Government officials from Bangladesh and Myanmar agreed yesterday to halt the outflow of Rohingya Muslims to Bangladesh and enable the refugees to return home. "Myanmar affirms its commitment to immediately halt the outflow of Myanmar residents to Bangladesh, to restore normalcy in Rakhine to enable displaced Myanmar residents to return from Bangladesh at the earliest" possible time, the sides said in a joint statement.
More than 600,000 Rohingya from northern Rakhine have fled to Bangladesh since Aug. 25, when Myanmar security forces began a scorched-earth campaign against Rohingya villages. Earlier this month, the two sides agreed to set up a working group on the repatriation process. Myanmar's Buddhist majority denies that Rohingya Muslims are a separate ethnic group and regards them as having migrated illegally from Bangladesh, although many families have lived in Myanmar for generations.
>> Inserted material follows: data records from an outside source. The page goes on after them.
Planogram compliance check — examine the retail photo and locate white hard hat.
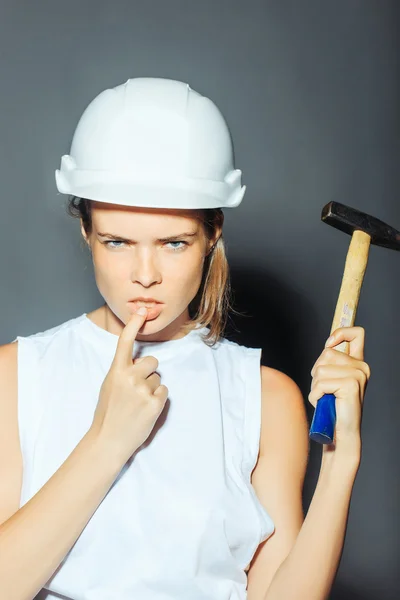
[56,77,246,209]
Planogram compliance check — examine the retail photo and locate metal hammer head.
[321,202,400,250]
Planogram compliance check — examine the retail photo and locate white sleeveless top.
[13,313,274,600]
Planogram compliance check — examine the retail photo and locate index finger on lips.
[113,307,147,368]
[325,327,365,360]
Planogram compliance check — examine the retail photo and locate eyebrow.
[97,231,197,244]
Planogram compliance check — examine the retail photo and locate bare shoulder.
[0,341,22,523]
[260,365,308,456]
[248,366,309,598]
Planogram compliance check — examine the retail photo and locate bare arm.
[248,327,370,600]
[264,452,359,600]
[0,431,122,600]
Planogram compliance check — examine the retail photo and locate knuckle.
[323,348,337,362]
[362,362,371,379]
[358,369,368,385]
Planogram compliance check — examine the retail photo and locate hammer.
[309,202,400,444]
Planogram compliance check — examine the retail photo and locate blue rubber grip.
[310,394,336,444]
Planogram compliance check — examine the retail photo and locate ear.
[208,213,224,253]
[79,218,91,252]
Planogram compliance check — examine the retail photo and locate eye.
[167,241,188,251]
[103,240,125,248]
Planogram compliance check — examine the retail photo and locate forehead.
[91,201,200,233]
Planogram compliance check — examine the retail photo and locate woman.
[0,78,370,600]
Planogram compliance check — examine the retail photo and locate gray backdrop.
[0,0,400,600]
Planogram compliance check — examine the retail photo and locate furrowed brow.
[97,231,197,244]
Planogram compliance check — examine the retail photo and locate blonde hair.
[66,196,239,347]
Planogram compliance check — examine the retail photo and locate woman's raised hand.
[90,313,168,467]
[308,327,371,450]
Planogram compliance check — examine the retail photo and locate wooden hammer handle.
[310,230,371,444]
[331,231,371,354]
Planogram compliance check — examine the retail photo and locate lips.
[129,298,162,306]
[129,299,164,321]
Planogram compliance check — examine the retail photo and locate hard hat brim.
[56,170,246,209]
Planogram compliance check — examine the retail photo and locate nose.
[131,248,162,288]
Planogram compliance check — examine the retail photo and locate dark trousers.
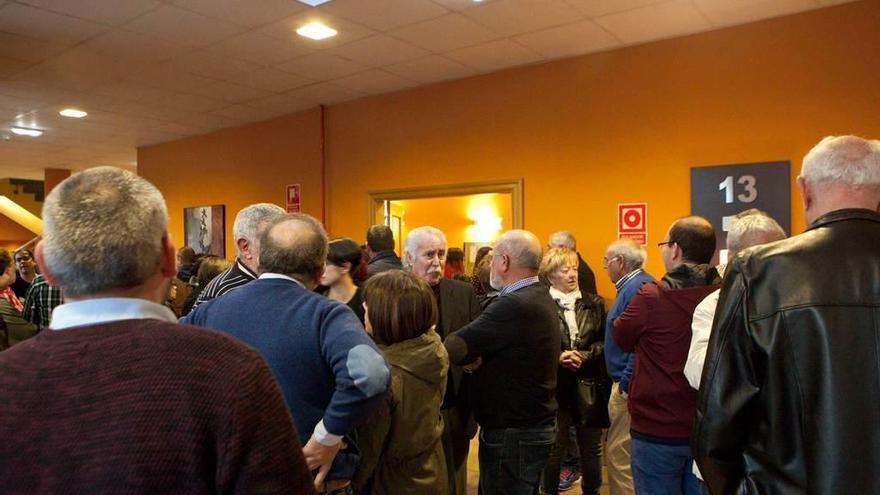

The exodus of the Rohingya has become a major humanitarian crisis and sparked international condemnation of Buddhist-majority Myanmar. The United States is taking steps and considering a range of further actions over Myanmar's treatment of its Rohingya Muslim minority, including targeted sanctions under its Global Magnitsky law, the State Department said on Monday. It marked the strongest U.S. response so far to the months-long Rohingya crisis but came short of applying the most drastic tools at Washington's disposal such as reimposing broader economic sanctions suspended under the Obama administration.